O-O looks fantastic in the above setup, doesn't it? And requires some work to prepare... But in setups with Kf1 and Rg1, one can play O-O as the first move of the game.

Except those, all standard chess rules apply, be it en-passant, pawn promotion, stalemate, or whatever. Once both sides castled there is no difference between chess960 and standard chess game (although the middlegame positions are sometimes unique - thanks to nontypical development of pieces or pawn structures).

Why play it?

Escaping long, well known, opening lines of standard chess is obvious advantage of chess960. We are again in the world where one must work from the very beginning of the game. It is fun, it is also valuable training for standard chess players (learning to think during opening stage helps when one meets unexpected line in usual chess).

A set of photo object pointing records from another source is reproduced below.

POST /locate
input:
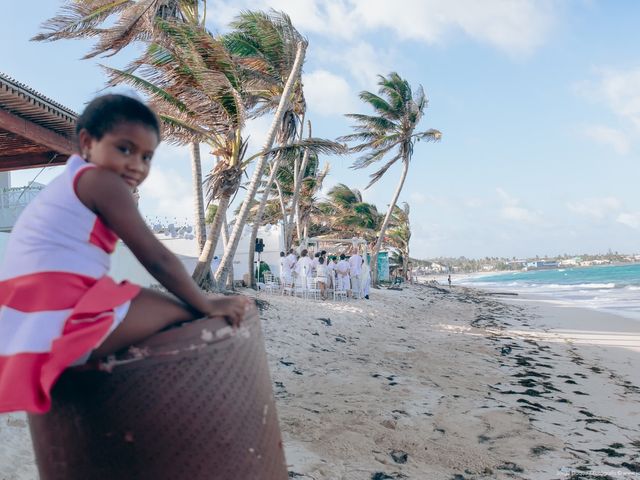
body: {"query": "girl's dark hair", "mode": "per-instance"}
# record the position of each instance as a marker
(105, 112)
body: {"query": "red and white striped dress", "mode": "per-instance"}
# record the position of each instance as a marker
(57, 303)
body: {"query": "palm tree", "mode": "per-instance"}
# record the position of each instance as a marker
(196, 88)
(272, 29)
(265, 44)
(391, 132)
(398, 235)
(347, 215)
(136, 21)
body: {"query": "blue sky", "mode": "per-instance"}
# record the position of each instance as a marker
(538, 103)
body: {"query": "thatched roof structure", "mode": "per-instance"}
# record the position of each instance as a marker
(35, 131)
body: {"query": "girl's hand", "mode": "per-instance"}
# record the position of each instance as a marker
(234, 309)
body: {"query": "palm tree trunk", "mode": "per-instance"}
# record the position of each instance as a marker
(227, 258)
(225, 241)
(198, 197)
(204, 263)
(297, 187)
(283, 208)
(385, 223)
(258, 219)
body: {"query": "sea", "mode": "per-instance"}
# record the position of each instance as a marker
(610, 288)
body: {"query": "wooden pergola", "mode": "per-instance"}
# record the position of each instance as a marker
(35, 131)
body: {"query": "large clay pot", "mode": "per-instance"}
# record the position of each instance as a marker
(193, 402)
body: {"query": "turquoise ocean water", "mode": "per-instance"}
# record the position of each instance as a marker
(612, 288)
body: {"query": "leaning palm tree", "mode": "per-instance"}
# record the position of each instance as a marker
(398, 235)
(348, 215)
(280, 36)
(389, 134)
(195, 86)
(135, 21)
(265, 45)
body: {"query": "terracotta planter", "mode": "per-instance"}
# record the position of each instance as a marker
(194, 402)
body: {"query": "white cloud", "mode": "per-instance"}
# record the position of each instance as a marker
(511, 210)
(630, 220)
(327, 93)
(514, 26)
(597, 208)
(618, 90)
(166, 193)
(418, 198)
(616, 139)
(362, 60)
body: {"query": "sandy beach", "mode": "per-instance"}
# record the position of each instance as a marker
(432, 383)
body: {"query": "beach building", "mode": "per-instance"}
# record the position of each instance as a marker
(35, 132)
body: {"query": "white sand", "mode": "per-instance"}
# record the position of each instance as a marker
(465, 385)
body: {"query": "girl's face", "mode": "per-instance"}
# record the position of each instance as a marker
(127, 150)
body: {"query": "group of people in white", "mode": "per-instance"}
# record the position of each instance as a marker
(330, 272)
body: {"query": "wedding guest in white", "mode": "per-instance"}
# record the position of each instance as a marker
(355, 270)
(365, 280)
(342, 275)
(304, 266)
(331, 267)
(285, 270)
(321, 277)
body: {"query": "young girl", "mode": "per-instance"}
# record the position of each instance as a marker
(58, 307)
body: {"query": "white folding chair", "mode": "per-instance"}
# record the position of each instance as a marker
(355, 286)
(312, 288)
(270, 284)
(287, 287)
(338, 291)
(299, 286)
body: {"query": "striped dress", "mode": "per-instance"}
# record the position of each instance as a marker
(57, 303)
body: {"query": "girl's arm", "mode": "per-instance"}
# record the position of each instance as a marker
(106, 194)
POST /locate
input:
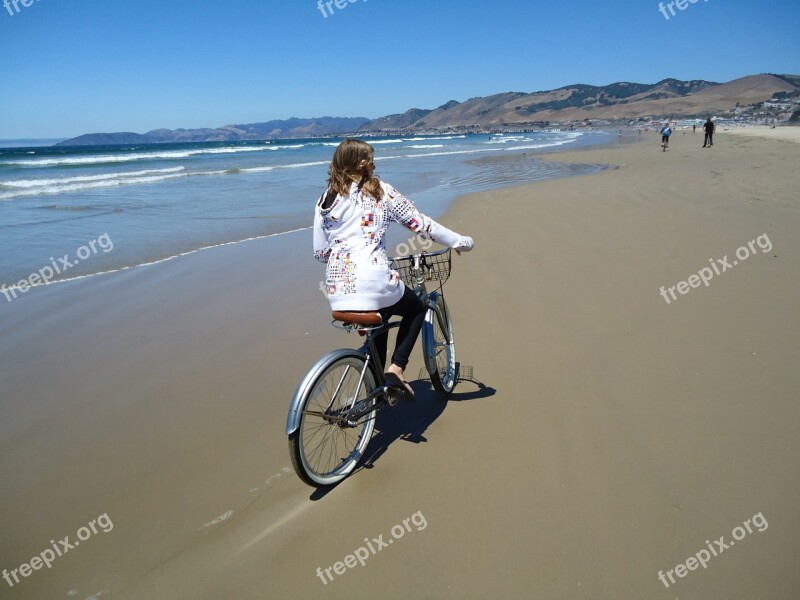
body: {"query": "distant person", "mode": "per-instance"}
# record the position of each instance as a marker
(666, 131)
(709, 129)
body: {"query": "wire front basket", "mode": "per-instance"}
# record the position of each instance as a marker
(435, 267)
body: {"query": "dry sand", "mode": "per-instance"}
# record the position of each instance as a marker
(611, 435)
(787, 134)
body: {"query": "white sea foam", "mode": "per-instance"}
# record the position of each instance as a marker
(115, 158)
(32, 187)
(156, 262)
(32, 183)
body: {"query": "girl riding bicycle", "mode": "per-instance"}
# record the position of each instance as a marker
(350, 223)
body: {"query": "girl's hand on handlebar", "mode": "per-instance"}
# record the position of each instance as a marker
(464, 244)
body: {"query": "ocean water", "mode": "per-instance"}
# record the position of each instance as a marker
(81, 211)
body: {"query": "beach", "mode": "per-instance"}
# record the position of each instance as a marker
(620, 419)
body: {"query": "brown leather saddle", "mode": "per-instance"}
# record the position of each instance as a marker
(365, 318)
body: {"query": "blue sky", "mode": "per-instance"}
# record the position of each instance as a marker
(69, 67)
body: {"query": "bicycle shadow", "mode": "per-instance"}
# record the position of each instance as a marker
(409, 422)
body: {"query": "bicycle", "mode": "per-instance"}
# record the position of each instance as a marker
(333, 412)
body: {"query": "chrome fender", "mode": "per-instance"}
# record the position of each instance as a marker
(428, 339)
(295, 409)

Less known feature is that chess960 frequently creates middlegame configurations (from pawn structures, to piece layouts) rarely or never met in standard chess, giving way to nontypical combinations. Fun, but also good training to search for new tactical patterns.

Tips and tricks

Below a few tips for people starting chess960.

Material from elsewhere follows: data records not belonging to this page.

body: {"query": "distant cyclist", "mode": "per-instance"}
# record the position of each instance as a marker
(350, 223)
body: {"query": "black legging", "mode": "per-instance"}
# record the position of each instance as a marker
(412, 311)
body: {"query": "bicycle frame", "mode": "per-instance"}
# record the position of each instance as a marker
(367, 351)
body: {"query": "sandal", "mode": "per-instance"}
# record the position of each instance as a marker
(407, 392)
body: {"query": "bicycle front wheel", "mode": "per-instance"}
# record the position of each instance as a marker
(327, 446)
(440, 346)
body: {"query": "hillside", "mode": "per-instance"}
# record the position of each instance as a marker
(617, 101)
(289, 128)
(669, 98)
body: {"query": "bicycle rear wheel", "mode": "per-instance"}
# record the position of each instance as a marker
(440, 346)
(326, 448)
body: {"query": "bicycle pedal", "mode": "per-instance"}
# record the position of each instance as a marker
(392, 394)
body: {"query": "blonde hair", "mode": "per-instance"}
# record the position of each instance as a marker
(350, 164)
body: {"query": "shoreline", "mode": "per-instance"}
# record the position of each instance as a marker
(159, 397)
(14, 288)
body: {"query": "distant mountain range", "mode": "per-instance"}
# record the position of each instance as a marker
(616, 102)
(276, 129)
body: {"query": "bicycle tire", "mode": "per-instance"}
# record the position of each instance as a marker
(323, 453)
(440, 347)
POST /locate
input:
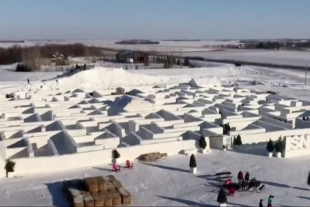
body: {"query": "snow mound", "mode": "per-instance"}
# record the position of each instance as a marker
(213, 81)
(107, 78)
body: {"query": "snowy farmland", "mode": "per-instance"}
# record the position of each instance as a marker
(170, 182)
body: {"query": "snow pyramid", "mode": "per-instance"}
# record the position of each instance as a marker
(204, 82)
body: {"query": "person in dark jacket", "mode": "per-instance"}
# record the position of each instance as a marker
(270, 200)
(247, 176)
(240, 176)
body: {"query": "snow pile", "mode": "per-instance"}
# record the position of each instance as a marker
(107, 78)
(213, 81)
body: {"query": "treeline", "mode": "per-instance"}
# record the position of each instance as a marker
(263, 45)
(22, 54)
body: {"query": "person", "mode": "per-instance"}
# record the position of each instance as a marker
(227, 182)
(270, 200)
(244, 185)
(240, 176)
(247, 176)
(231, 190)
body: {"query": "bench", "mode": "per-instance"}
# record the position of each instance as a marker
(222, 175)
(188, 151)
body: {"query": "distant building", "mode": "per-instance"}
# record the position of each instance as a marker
(129, 56)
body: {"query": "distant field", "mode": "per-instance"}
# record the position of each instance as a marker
(163, 46)
(292, 58)
(195, 49)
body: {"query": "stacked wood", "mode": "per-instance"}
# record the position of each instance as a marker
(76, 183)
(88, 200)
(73, 192)
(115, 196)
(152, 156)
(78, 201)
(108, 201)
(125, 195)
(97, 191)
(91, 185)
(110, 186)
(101, 184)
(98, 199)
(117, 184)
(110, 178)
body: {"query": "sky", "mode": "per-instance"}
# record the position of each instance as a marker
(154, 19)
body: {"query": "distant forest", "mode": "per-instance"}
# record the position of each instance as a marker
(20, 54)
(137, 42)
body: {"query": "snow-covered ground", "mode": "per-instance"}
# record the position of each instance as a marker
(168, 182)
(287, 82)
(291, 58)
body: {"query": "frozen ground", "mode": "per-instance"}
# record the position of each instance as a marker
(287, 82)
(168, 182)
(292, 58)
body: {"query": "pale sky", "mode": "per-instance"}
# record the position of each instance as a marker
(156, 19)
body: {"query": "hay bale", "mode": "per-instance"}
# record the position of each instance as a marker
(117, 184)
(101, 184)
(98, 199)
(78, 201)
(110, 186)
(115, 196)
(73, 192)
(88, 200)
(125, 195)
(91, 185)
(108, 201)
(117, 200)
(110, 178)
(164, 155)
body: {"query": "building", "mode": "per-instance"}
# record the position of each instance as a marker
(129, 56)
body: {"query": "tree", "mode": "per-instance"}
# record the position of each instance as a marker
(238, 140)
(221, 198)
(9, 166)
(270, 146)
(228, 127)
(202, 142)
(192, 161)
(279, 145)
(225, 129)
(116, 154)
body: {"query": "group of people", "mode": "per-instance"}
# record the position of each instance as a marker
(269, 201)
(247, 184)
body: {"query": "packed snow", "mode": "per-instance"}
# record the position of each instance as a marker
(169, 182)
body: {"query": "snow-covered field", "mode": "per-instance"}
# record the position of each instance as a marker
(163, 46)
(168, 182)
(291, 58)
(287, 82)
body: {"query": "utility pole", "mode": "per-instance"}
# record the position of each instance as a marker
(306, 73)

  1. This is normal chess. The middlegame and endgame knowledge applies as-is. Basic opening principles (develop, castle, claim center, be active) also apply. Memorize castling rule quoted above, and you can play.
  2. Spend some time studying initial setup. Are there diagonals you can quickly claim? Which side do you expect to castle? What are undefended or poorly defended pawns and squares? Which pieces can be difficult to develop?
  3. Remember about activating all your pieces. There are chess960 setups, in which some pieces are difficult to develop (for example, imagine setup with queens on a1 and a8, especially if there are bishops on h1 and h8). It can pay off to sac some material, but to bring all forces into the battle quickly.
  4. Avoid chess960 errors. One can see solid chess players hanging pieces, allowing for major forks, or even blundering a mate in one or two in chess960 games (see for instance cruel miniature , quick knight mate or devastating fork at move 3). The reason is that pieces are differently organised than in normal chess. Some patterns can be similar to known chess setups, and instinctively seen so, but allow for an attack, which in normal chess would not work. Those examples prove also, that one must be alert from the very beginning of the game.
  5. Recognize weak squares. Everybody know about weaknesses of f2 and f7 in standard chess, in chess960 (depending on setup) there can be even squares which are not defended at all. Spot them, exploit them, defend them.

Instructive games

Selected example games:

  • Develop to win - white picks better development plan and manages to organise threatening attack before black coordinates his forces
  • The Queen problem - interesting game, which in particular illustrates the problem with developing queen in some setups; note also phantasy castling at move 14 and interesting endgame,
  • Castling on the first move - also, interesting example of development in rather difficult configuration (knights in corners)
  • Another early castling - plus just another example of interesting development problems (note difficulties black face with activating the queen, and both sides have with h bishops)

Position number

The position number is a number from range 1 to 960, which in unique way describes the initial position. Exact algorithm (initially described by R. Scharnagl in his German book about the game) is not usually important, but if you are interested, see chapter 5 on this page. In short: if you write the position number in binary notation, then the lowest two bits encode position of light-square bishop, next two bits the position of dark-square bishop, then the rest of pieces are encoded.